# Imelda May at the Grammys



## Chocks away (3 Feb 2010)

Did anyone else see and hear the beautiful chanteuse from Dublin's Liberties sing How High The Moon with Jeff Beck? This Rockabilly baby is destined for the stratosphere. Have her Love Tattoo and it is one of the best CDs (of that genre) for years.


----------



## RMCF (3 Feb 2010)

Another fan here. Excellent album.

Good to hear artists like this in a music world filled with mediocrity and talent show winners.


----------



## DrMoriarty (3 Feb 2010)

+1. Catch it here if you missed it.

That's one rockin' mama.


----------



## Lex Foutish (3 Feb 2010)

Never heard of her. Watched The Doc's link (thanks) but I have to say that kind of stuff leaves me stone cold. I wonder if she wasn't Irish, would we be making such a fuss? Still, I hope she continues to do well in her career.


----------



## Capt. Beaky (4 Feb 2010)

I've heard her sing and she IS good. She covers Brown Eyed Handsome Man in a way that would make you get up and shake yo booty Lex. You still play Jo Mc and The Dixies?


----------



## Graham_07 (4 Feb 2010)

She is brilliant. Put her & Jack L on the same stage maybe ?


----------



## Caveat (4 Feb 2010)

Graham_07 said:


> Jack L


 
Now *there's* a huge underrated Irish talent. It baffles me why he isn't massive.  Apparently he's bigger in other countries though e.g. France.

Imelda is very good alright but like Lex, it's just not my thing I suppose.


----------



## Graham_07 (4 Feb 2010)

Caveat said:


> Imelda is very good alright but like Lex, it's just not my thing I suppose.


 
Maybe it's her Jedward style hair.


----------



## purpeller (4 Feb 2010)

It's worth pointing out that what she sang at the grammys is not really her own style - it was a tribute to Les Paul and she was deliberately singing like his wife.

Her own stuff is amazing and I saw her in concert at the O2 before Christmas.  Fantastic.


----------



## Plek Trum (4 Feb 2010)

I've seen Imelda three times now (Other Voices, Electric Picnic and Dublin)  Great on stage and has a very good voice.  Wouldnt call myself a 'fan' (I happened to be at these events for different reasons) but she is definately a talent to be encouraged.  She did an excellent cover of 'Tainted Love' at EP last year.. bought the house down! 

Missed the Grammy performance though...


----------



## emaol (4 Feb 2010)

Agree with _purpeller, _the show at the O2 was great entertainment.
Her backing band are class musicians, and she's not afraid to talk to an audience, which helps an awful lot in my book.

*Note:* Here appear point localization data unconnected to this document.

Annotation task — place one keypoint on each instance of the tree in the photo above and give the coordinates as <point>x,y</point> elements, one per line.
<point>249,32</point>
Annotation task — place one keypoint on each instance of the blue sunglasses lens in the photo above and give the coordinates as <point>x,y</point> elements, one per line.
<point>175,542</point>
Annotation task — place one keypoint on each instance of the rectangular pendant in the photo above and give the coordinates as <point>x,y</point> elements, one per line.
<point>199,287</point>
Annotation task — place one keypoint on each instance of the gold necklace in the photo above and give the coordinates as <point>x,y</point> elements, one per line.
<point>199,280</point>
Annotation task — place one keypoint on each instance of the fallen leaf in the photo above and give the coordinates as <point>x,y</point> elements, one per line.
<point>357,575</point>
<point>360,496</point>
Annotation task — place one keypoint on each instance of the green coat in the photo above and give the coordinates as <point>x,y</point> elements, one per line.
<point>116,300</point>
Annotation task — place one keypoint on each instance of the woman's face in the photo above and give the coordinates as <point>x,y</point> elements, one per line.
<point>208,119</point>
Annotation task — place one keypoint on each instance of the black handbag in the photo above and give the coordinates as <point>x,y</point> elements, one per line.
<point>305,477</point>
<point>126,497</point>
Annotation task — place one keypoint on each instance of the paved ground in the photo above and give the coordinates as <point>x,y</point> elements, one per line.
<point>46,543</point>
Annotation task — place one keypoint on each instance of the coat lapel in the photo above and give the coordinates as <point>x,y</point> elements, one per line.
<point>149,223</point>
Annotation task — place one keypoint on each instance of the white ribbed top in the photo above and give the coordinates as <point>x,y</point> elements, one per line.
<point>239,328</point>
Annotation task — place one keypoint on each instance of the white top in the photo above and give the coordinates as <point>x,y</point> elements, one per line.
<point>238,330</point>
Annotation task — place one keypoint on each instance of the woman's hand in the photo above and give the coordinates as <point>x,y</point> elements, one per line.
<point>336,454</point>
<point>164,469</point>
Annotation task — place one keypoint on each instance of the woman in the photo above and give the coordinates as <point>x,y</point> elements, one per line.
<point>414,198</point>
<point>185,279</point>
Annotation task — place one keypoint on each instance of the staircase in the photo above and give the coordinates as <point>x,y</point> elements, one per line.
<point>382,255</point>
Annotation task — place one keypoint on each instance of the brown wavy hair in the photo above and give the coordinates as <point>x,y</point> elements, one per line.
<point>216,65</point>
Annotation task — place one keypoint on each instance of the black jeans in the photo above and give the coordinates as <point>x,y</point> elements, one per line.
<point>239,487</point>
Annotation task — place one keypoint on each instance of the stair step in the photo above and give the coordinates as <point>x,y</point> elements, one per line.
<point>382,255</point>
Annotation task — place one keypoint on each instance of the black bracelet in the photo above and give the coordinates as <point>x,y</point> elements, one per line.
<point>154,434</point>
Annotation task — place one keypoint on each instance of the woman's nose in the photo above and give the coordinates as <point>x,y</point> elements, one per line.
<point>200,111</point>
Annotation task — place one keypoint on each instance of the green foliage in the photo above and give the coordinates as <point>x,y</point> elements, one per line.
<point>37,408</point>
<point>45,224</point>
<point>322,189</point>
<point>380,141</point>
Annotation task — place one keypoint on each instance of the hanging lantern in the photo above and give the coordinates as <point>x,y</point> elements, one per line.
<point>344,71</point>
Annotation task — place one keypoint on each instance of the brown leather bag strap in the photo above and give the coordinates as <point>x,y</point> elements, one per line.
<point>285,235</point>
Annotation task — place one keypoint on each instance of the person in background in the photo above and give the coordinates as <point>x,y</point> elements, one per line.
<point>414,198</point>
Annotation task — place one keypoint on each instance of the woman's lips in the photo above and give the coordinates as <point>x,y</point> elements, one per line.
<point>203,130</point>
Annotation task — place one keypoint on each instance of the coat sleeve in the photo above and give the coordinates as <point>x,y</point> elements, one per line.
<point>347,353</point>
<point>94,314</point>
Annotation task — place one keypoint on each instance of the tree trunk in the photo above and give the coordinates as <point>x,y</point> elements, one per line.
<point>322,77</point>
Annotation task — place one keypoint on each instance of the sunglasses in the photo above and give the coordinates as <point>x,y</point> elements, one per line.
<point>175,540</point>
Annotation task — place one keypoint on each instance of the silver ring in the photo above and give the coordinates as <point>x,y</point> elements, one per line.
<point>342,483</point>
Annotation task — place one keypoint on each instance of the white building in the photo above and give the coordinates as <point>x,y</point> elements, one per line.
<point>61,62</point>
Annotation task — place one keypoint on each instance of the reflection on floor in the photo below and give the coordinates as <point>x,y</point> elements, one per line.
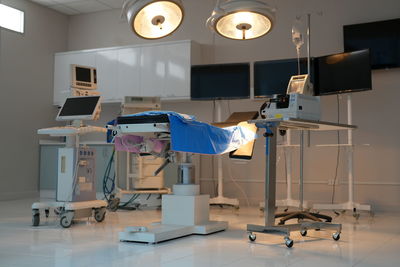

Was that gold dress in the Grammys the same one she wore at the O2?


----------



## Arabella (4 Feb 2010)

She is a dinger. A friend and eight American work colleagues are going to see her in House Of Blues (Boston) on March 6th. Wish I was there. This lady is going to be mega and deservedly so.


----------



## MandaC (4 Feb 2010)

Graham_07 said:


> Maybe it's her Jedward style hair.



Did not know who she was until couple of months ago.  Couple of people remarked to me that I look a bit like her, so I googled her.  Must be the Jedward hair! (though mine is all the one colour)


----------



## Tinker Bell (5 Feb 2010)

Saw her sing impromptu in Camden, London a few years back and she is brilliant. Just followe her now on You Tube.


----------



## Caveat (6 Feb 2010)

MandaC said:


> Couple of people remarked to me that I look a bit like her



And you're single?!


----------



## purpeller (8 Feb 2010)

emaol said:


> Was that gold dress in the Grammys the same one she wore at the O2?



I thought it looked the same but only saw the clip on youtube.  I loved that bit at the concert where someone screamed out "I love you, Imelda" during a quiet bit of a song and after a couple of mins, she called out "I love you too, Da"!


----------